Lemma 28.27.1. Let $X$ be a scheme. Then $X$ is quasi-affine if and only if $\mathcal{O}_ X$ is ample.
28.27 Affine and quasi-affine schemes
Proof. Suppose that $X$ is quasi-affine. Set $A = \Gamma (X, \mathcal{O}_ X)$. Consider the open immersion
\[ j : X \longrightarrow \mathop{\mathrm{Spec}}(A) \]
from Lemma 28.18.4. Note that $\mathop{\mathrm{Spec}}(A) = \text{Proj}(A[T])$, see Constructions, Example 27.8.14. Hence we can apply Lemma 28.26.12 to deduce that $\mathcal{O}_ X$ is ample.
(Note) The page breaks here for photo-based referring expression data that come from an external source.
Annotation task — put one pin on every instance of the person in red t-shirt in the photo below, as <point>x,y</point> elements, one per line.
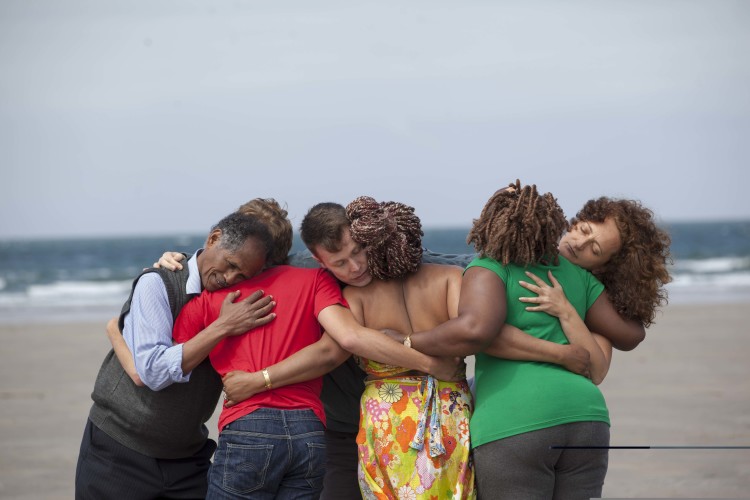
<point>273,442</point>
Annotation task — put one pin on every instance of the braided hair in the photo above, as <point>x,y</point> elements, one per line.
<point>519,226</point>
<point>391,233</point>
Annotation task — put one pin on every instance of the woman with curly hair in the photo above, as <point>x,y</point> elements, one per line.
<point>414,429</point>
<point>619,242</point>
<point>523,407</point>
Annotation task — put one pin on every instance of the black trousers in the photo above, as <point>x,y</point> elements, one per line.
<point>340,482</point>
<point>108,470</point>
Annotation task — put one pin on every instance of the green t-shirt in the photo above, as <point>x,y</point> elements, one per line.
<point>513,397</point>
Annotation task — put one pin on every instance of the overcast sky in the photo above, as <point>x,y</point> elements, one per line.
<point>125,117</point>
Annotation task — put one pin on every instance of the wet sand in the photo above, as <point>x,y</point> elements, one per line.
<point>688,384</point>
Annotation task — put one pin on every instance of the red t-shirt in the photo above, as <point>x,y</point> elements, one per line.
<point>300,294</point>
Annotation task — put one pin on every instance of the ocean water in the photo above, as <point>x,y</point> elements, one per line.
<point>77,279</point>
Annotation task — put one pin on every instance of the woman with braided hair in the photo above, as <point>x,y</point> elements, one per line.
<point>524,407</point>
<point>414,429</point>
Suppose that $\mathcal{O}_ X$ is ample. Note that $\Gamma _*(X, \mathcal{O}_ X) \cong A[T]$ as graded rings. Hence the result follows from Lemmas 28.26.11 and 28.18.4 taking into account that $\mathop{\mathrm{Spec}}(A) = \text{Proj}(A[T])$ for any ring $A$ as seen above. $\square$
Lemma 28.27.2. Let $X$ be a quasi-affine scheme. For any quasi-compact immersion $i : X' \to X$ the scheme $X'$ is quasi-affine.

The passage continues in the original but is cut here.